I have a slight hearing problem in loud places. I have a hard time following conversations unless people are speaking loudly enough and directly towards my ear. I rarely have a hard time hearing a concert. In this case, it was quite different. I could barely hear his playing on slower songs or songs that had musical interludes between the vocal parts because people around me were talking or fussing with drinks.

This brings me to the point of this whole post. Why go to a concert, and this wasn’t a cheap concert at over $45 for a ticket at face value, if you are not going to listen to the music? Why would you spend the money? Why wouldn’t you just go to a coffee shop or a bar if your intention is to socialize and not pay any attention to what is happening on stage?

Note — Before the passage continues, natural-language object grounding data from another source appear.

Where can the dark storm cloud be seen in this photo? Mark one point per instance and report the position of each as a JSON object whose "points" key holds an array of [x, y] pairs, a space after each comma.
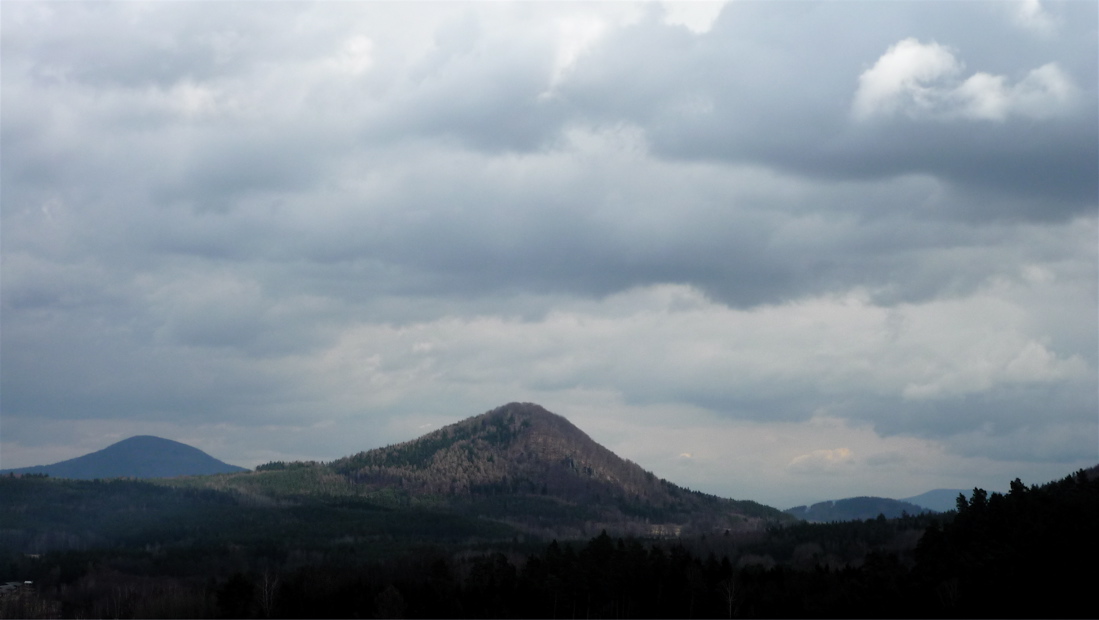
{"points": [[744, 93], [356, 216]]}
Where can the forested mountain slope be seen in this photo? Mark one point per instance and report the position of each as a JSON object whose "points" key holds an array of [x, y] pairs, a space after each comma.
{"points": [[525, 465]]}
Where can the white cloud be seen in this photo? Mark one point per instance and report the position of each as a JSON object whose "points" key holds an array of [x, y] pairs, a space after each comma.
{"points": [[696, 15], [1031, 15], [822, 461], [923, 81]]}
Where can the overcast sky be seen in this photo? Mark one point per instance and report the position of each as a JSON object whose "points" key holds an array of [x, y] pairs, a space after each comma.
{"points": [[773, 251]]}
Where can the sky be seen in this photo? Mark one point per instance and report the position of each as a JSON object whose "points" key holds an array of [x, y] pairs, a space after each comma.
{"points": [[775, 251]]}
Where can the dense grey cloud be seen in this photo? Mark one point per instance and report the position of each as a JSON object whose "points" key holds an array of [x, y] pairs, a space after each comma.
{"points": [[303, 230]]}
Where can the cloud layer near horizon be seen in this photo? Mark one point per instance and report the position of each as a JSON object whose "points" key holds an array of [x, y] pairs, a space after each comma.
{"points": [[288, 231]]}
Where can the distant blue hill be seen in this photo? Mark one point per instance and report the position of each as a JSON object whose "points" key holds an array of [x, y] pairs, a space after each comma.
{"points": [[855, 508], [143, 456], [940, 500]]}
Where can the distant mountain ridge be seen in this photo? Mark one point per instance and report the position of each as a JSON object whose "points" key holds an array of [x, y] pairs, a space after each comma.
{"points": [[141, 456], [940, 500], [855, 508], [529, 466]]}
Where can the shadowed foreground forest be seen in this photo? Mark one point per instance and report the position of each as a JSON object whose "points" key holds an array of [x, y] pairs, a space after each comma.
{"points": [[125, 549]]}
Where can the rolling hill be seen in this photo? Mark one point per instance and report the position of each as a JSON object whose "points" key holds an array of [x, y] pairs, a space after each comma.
{"points": [[855, 508], [142, 456]]}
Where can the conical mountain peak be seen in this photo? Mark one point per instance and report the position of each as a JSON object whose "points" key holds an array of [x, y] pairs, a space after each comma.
{"points": [[525, 453]]}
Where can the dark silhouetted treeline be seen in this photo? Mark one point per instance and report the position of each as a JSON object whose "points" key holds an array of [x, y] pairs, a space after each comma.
{"points": [[1025, 553]]}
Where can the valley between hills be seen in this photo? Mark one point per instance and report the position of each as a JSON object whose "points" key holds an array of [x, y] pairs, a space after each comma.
{"points": [[514, 512]]}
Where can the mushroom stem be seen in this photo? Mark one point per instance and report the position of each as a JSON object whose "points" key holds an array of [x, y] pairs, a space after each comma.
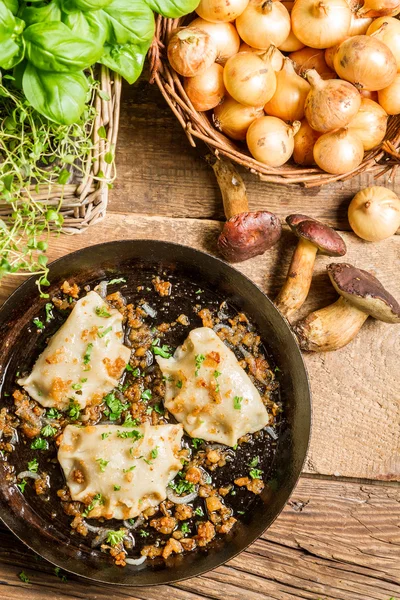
{"points": [[298, 279], [331, 327], [232, 188]]}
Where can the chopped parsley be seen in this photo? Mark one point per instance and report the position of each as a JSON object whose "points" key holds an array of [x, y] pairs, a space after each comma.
{"points": [[97, 499], [22, 485], [33, 465], [115, 537], [48, 431], [198, 359], [237, 402], [39, 444], [87, 355], [39, 324], [49, 312], [103, 333], [101, 311], [102, 464]]}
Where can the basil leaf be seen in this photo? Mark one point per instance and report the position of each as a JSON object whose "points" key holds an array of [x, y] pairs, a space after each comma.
{"points": [[51, 46], [61, 97], [126, 60]]}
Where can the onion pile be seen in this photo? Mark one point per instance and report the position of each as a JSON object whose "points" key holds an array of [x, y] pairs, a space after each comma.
{"points": [[312, 81]]}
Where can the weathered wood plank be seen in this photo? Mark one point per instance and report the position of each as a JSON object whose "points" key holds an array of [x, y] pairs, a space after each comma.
{"points": [[160, 173], [333, 541], [356, 408]]}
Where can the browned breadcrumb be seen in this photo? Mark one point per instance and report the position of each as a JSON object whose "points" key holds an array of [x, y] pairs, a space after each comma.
{"points": [[163, 288]]}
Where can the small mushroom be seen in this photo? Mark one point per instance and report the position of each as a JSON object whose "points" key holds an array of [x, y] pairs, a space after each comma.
{"points": [[314, 237], [361, 296], [245, 234]]}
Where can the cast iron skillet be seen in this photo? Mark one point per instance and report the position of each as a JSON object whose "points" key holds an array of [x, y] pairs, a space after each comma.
{"points": [[137, 260]]}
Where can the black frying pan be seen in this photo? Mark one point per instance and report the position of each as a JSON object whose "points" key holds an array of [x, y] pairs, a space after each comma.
{"points": [[138, 261]]}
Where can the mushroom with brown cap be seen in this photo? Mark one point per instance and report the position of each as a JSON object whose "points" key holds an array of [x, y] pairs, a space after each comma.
{"points": [[314, 237], [361, 296], [245, 234]]}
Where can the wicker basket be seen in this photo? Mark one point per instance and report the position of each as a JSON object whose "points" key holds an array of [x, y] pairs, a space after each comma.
{"points": [[84, 201], [378, 161]]}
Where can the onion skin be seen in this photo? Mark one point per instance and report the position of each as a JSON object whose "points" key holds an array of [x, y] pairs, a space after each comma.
{"points": [[291, 92], [321, 23], [270, 140], [389, 98], [191, 51], [264, 23], [249, 79], [224, 36], [234, 119], [366, 62], [304, 142], [338, 152], [330, 104], [206, 90], [369, 124], [221, 11], [374, 213]]}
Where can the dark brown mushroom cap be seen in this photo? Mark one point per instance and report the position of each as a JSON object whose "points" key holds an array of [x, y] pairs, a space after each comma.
{"points": [[326, 239], [249, 234], [364, 291]]}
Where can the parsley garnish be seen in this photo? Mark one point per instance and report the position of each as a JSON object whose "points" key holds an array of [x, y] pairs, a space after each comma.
{"points": [[102, 464], [198, 359], [237, 402], [115, 537], [39, 444], [48, 431], [33, 465], [101, 311]]}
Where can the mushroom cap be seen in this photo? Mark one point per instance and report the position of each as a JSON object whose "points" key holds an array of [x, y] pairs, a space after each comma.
{"points": [[364, 291], [326, 239], [249, 234]]}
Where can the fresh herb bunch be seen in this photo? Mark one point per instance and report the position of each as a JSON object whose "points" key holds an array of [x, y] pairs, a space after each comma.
{"points": [[49, 45]]}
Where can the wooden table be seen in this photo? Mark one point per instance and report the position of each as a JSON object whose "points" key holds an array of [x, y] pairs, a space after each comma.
{"points": [[339, 535]]}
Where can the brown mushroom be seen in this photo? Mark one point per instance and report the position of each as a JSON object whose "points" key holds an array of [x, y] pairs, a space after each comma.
{"points": [[361, 296], [245, 234], [314, 237]]}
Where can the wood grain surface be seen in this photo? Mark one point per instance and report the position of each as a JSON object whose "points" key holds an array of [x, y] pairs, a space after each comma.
{"points": [[356, 411], [333, 541]]}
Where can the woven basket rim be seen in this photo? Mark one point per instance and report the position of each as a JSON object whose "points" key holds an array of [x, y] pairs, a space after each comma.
{"points": [[198, 126]]}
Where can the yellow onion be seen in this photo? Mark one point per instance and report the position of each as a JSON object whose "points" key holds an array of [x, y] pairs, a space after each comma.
{"points": [[264, 23], [379, 8], [224, 36], [366, 62], [338, 151], [304, 142], [270, 140], [234, 119], [330, 104], [191, 51], [217, 11], [291, 92], [374, 213], [387, 29], [321, 23], [249, 78], [311, 58], [369, 124], [275, 56], [389, 98], [206, 90]]}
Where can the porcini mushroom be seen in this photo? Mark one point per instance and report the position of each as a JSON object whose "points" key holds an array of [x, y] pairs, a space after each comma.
{"points": [[314, 237], [361, 296], [245, 234]]}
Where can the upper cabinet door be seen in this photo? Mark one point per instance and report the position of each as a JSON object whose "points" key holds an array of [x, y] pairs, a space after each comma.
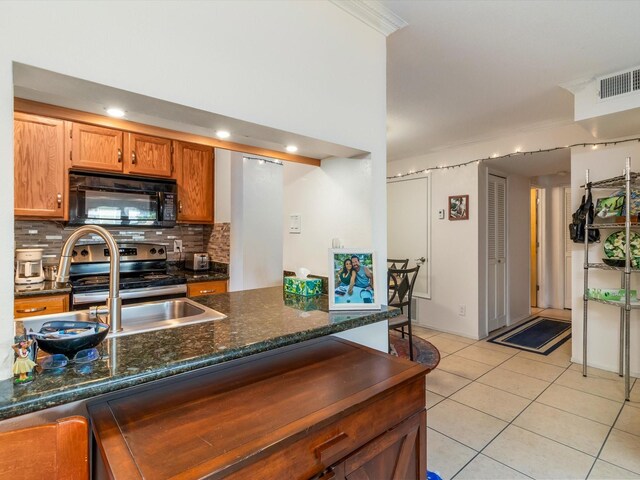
{"points": [[148, 155], [97, 148], [39, 166], [194, 164]]}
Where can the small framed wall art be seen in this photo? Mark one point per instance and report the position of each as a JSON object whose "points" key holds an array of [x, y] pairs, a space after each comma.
{"points": [[459, 207], [351, 279]]}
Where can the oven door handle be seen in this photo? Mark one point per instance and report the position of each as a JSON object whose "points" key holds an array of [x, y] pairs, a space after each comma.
{"points": [[141, 293], [160, 218]]}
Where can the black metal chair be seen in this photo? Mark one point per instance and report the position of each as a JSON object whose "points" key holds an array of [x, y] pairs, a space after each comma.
{"points": [[401, 282], [397, 262]]}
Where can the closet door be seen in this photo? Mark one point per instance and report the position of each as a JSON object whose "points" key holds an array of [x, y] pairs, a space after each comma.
{"points": [[497, 255]]}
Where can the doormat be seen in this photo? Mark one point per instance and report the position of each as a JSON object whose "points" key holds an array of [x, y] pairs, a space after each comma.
{"points": [[538, 335]]}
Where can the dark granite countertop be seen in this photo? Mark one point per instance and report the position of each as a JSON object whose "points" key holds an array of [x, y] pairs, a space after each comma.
{"points": [[44, 288], [257, 320]]}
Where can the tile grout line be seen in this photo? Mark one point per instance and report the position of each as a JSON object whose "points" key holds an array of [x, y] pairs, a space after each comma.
{"points": [[607, 438], [531, 401], [510, 423]]}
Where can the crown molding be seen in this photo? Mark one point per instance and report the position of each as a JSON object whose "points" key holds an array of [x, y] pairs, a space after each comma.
{"points": [[373, 13]]}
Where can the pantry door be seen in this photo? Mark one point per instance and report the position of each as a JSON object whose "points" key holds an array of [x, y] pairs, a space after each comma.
{"points": [[497, 254]]}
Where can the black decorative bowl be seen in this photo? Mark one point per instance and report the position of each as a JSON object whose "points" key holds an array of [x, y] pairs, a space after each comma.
{"points": [[614, 262], [71, 345]]}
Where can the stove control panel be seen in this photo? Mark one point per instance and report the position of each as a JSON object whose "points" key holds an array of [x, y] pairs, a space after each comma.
{"points": [[98, 253]]}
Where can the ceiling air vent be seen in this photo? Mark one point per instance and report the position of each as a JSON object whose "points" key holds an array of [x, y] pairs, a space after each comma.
{"points": [[620, 83]]}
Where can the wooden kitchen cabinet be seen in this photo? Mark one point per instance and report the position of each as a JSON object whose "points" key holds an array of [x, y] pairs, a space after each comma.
{"points": [[96, 148], [195, 177], [40, 305], [39, 173], [323, 407], [206, 288], [147, 155], [394, 454]]}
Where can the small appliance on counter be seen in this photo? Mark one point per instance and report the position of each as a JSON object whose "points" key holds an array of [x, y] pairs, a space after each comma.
{"points": [[197, 262], [29, 266]]}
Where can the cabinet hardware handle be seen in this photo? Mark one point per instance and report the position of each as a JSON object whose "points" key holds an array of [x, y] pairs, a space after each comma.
{"points": [[32, 310], [332, 447], [328, 474]]}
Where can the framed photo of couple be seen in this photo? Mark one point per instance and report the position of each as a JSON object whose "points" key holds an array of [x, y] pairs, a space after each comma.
{"points": [[351, 285]]}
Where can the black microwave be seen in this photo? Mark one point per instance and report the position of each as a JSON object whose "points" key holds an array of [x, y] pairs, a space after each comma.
{"points": [[122, 200]]}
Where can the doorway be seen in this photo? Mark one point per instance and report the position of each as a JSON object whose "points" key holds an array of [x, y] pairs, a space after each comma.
{"points": [[533, 267]]}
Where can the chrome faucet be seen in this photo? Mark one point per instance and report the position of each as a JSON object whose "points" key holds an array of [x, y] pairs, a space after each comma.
{"points": [[114, 303]]}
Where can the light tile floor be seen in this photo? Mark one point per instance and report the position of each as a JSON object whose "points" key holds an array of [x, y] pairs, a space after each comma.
{"points": [[496, 413]]}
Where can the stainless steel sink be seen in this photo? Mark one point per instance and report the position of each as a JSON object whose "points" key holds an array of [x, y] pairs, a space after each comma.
{"points": [[140, 317]]}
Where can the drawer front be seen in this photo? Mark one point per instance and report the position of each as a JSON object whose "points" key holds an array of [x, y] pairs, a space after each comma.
{"points": [[206, 288], [32, 306], [314, 453]]}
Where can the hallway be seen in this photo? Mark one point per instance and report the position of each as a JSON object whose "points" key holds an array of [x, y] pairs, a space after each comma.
{"points": [[496, 412]]}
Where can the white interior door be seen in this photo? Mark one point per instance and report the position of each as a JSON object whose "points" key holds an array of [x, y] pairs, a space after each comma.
{"points": [[497, 255], [568, 245], [407, 227]]}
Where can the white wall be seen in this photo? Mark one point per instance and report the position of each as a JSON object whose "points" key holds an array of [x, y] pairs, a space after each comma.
{"points": [[223, 186], [552, 237], [334, 201], [306, 67], [458, 249], [256, 210], [603, 320]]}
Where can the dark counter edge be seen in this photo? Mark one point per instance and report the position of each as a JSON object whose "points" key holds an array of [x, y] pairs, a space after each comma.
{"points": [[53, 288], [84, 392]]}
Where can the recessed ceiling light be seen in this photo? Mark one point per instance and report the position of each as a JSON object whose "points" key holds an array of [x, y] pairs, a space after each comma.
{"points": [[115, 112]]}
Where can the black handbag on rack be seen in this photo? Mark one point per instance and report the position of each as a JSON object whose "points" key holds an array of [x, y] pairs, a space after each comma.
{"points": [[584, 214]]}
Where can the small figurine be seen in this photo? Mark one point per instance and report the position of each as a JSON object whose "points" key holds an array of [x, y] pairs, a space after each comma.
{"points": [[23, 366]]}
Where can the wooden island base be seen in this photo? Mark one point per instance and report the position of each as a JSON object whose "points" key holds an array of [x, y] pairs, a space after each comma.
{"points": [[326, 408]]}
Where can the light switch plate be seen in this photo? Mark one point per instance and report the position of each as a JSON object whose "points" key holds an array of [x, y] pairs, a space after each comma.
{"points": [[295, 223]]}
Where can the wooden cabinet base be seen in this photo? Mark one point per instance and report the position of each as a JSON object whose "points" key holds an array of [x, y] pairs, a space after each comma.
{"points": [[206, 288], [322, 407], [40, 305]]}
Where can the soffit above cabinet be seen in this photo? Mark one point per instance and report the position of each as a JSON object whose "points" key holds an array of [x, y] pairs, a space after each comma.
{"points": [[53, 88]]}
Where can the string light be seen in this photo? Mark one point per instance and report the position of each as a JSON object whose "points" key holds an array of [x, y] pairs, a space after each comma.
{"points": [[517, 153], [262, 161]]}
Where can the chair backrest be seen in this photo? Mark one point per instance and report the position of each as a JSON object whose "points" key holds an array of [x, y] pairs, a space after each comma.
{"points": [[52, 451], [397, 262], [401, 282]]}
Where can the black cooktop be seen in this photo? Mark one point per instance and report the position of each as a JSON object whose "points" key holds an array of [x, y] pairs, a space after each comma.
{"points": [[144, 280]]}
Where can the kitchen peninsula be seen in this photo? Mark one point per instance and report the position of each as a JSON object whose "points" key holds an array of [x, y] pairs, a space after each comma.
{"points": [[257, 321]]}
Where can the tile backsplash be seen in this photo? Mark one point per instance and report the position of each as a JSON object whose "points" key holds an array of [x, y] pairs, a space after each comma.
{"points": [[50, 236], [220, 242]]}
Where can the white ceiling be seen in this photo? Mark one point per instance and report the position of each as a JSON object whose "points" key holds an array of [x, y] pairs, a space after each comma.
{"points": [[44, 86], [465, 71]]}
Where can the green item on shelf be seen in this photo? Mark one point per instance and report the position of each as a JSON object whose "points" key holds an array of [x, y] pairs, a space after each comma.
{"points": [[307, 287], [611, 294], [614, 246]]}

Concert etiquette is that you listen to the music. Dance if you want. Applaud after songs. Sing along if you feel like it (as long as you’re not drowning out the actual performer). Cheer (just don’t go “WOOO” throughout the entire performance, between songs, sure, after an awesome jam, sure, just not the whole time). Anything else is disrespectful to the performers and to the other concertgoers who paid the same amount of money as you to get into the show. Don’t make it a waste of their money, too.

So the next time you find yourself at a concert, even if you don’t like the music or what’s being played at the moment, show some respect to the performer and the rest of the audience. If you want to have a conversation, leave the general area of the concert and talk out of earshot of the audience, or just leave the venue. You’re clearly not there for the music if you have no problem talking throughout the entire concert. Let those who are enjoy it to the fullest extent possible.

2 thoughts on “Talking During Concerts”

  1. Great post. I totally agree with you about people that talk during shows, especially an acoustic set. I just don’t understand why they came there if they were going to talk during the whole thing. I also don’t get people that get annoyed when everyone is standing and they want to sit. Um, I don’t usually sit during a concert, especially one that I am really digging.

  2. Yes. Standing vs sitting is a similar, yet not as easy argument. If everyone is standing, it’s one thing. If you’re the only one standing and dancing, and blocking views, it’s completely different (move to the back or side or find others to join if you wanna do that). The talking thing, though, is universal.

    I should add… while I reference Trey Anastasio, this goes for any concert. The only exceptions I might make are if you’re at a bar and they happen to have some guy with a guitar playing (no cover charge or cover charge is what it would be otherwise). That guy with the guitar is there instead of a jukebox or DJ (though if you’re not there to watch him, don’t sit up front, let his fans sit up front).